I was at the mall doing some early Christmas shopping when I heard a child screaming at the top of his lungs. I thought maybe the boy was lost or someone was hurting him. I rushed towards the screams because I wanted to see what was going on. Suddenly, I found myself behind a long line of parents and children waiting to see Santa Claus. Inside the little Santa house was the young boy, red-faced with tears down his face, still screaming in his green Christmas-themed sweater. As a mother, I felt like jumping in there and taking him away from what was causing him such trauma. You could tell the boy’s parents were upset with him, because they appeared embarrassed. I thought “what’s wrong with this picture?”
IT’S NOT ALWAYS PICTURE PERFECT
Every parent wants those memorable photos of their children sitting on Santa Claus’s lap. But, often we get the child screaming, crying or trying to escape Santa photo.
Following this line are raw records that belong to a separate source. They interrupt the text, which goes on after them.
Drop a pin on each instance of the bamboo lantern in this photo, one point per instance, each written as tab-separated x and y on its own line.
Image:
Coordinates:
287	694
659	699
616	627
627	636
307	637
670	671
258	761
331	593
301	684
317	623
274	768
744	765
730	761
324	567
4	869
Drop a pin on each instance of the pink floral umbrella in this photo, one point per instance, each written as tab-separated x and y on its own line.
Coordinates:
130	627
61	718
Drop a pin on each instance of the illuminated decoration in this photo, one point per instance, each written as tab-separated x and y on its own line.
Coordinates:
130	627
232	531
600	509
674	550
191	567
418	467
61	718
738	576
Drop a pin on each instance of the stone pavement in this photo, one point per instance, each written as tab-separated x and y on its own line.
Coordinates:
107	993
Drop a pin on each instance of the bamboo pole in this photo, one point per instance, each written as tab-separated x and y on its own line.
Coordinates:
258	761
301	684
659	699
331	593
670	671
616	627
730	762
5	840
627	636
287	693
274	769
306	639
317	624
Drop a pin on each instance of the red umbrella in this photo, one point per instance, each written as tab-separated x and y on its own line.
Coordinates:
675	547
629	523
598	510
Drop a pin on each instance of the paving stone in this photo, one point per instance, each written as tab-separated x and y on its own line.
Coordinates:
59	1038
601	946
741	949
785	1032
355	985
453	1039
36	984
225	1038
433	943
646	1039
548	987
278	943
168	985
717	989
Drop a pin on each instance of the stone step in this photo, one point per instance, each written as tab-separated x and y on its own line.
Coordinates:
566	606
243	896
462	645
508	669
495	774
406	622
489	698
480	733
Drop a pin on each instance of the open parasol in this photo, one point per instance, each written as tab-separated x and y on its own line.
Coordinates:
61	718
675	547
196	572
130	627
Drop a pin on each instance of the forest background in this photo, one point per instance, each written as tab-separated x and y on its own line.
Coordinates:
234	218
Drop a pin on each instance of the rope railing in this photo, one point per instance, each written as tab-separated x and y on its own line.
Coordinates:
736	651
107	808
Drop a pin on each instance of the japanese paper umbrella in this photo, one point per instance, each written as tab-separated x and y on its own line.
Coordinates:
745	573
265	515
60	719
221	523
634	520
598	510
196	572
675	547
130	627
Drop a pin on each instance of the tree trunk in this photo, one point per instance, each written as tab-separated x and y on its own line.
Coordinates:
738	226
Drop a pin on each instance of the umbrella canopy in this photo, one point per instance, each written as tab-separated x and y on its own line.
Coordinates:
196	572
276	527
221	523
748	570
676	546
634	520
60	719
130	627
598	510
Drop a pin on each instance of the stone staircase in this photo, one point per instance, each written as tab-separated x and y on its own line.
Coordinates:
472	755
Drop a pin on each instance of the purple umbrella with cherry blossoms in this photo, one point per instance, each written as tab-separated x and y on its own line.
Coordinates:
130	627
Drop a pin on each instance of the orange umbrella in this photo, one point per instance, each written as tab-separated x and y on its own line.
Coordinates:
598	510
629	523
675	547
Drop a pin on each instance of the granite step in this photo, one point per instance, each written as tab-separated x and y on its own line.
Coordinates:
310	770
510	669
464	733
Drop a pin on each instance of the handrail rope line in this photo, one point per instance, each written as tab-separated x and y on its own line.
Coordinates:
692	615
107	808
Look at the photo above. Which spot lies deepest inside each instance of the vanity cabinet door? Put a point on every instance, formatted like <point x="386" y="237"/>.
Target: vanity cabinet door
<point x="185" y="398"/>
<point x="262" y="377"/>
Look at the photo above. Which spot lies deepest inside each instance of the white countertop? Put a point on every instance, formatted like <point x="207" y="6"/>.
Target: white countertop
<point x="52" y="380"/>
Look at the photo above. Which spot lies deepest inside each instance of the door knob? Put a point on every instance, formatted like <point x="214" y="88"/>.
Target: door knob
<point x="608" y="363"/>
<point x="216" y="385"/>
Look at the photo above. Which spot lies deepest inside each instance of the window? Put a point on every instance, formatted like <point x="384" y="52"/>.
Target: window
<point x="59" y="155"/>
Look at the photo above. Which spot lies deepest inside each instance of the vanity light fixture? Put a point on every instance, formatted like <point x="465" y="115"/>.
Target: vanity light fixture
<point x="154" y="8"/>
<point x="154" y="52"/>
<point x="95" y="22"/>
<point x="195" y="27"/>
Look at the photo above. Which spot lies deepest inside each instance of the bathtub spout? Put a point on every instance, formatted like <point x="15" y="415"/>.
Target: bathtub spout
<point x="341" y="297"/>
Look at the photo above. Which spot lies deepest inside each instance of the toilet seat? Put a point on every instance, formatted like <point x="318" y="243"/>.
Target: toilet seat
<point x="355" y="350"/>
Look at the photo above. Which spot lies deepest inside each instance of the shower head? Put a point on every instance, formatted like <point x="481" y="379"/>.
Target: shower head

We’ve all seen them, and we didn’t have to search long to find the one above.
But there is a way to make your child’s visit as jolly as St. Nick. Dora Saucedo-Falls, a licensed, practicing counselor in Dallas offers some sound advice for making your child’s visit to Santa Claus a joyful occasion, not one of stress and anxiety. She says children waiting in line to see Santa are often focused on the crowds and chaos, while their parents are fixated on getting to the front of the line, and getting the photo.
“Put yourself at their level.” says Saucedo-Falls. “Babies and toddlers may have a short-term memory, but they will almost always assume something negative when they see Santa.”
YOU BETTER BE GOOD…
Saucedo-Falls recommends these few tips to help your child ease into the Santa visit and make it a good experience for all:
1. DO read books with pictures of Santa to your child days before your visit. It gets them used to seeing the white bearded one.
2. DON’T have picture day with Santa at the mall on the weekends. Crowds, chaos, and Christmas don’t mix well.
3. DO take them a few days earlier to see the layout of Santa’s house and to show them other kids interacting with Santa.
4. DON’T be uptight and stressed. A child can sense what you’re feeling, and will react the same way.
5. DO dress them in comfortable clothing. The fancy dress and bow tie may look cute, but may not be so comfortable adding to the stress of your child.
6. DO talk to them when you’re in line. Talk about how much fun you’re having and maybe glance over the book you shared earlier.
7. DO distract your child if you hear another child with Santa crying. Put Christmas music on your iPod and put headphones on your child right away.
8. DON’T let someone else grab your child to put him/her on Santa’s lap. The grabbing scares a child, and when it’s a stranger doing it—it impacts the fear.
9. DON’T force a child to sit on Santa’s lap, if they don’t want too. It sends the wrong message and could make your child fear Santa in the future.
10. DON’T yell or get angry with your child, because they’re upset. That confuses them, because they know you as their protector.
11. DO comfort your child if they’re upset, and tell them “it’s ok.” Leave the area right away, but don’t panic.
12. REMEMBER there’s always next year.
MAKING SANTA MEMORIES
You’ve heard of relatives or parents dressing up as Santa Claus? Saucedo-Falls recommends you use that idea. ” Have a family friend dress up as Santa and let your child see him put on the white beard,” adds the practicing counselor. She says that you’re not giving away any secrets by doing this, but instead making your child’s experience a good one. ” When they’re babies and toddlers, they’re not thinking he’s make believe,” Saucedo-Falls says. “They don’t reason like that yet.”
Be mindful of keeping the “Merry” in the “Christmas”, because in the end—that’s what it is all about for the whole family. And with a little preparation, you can capture that merriment in a photograph.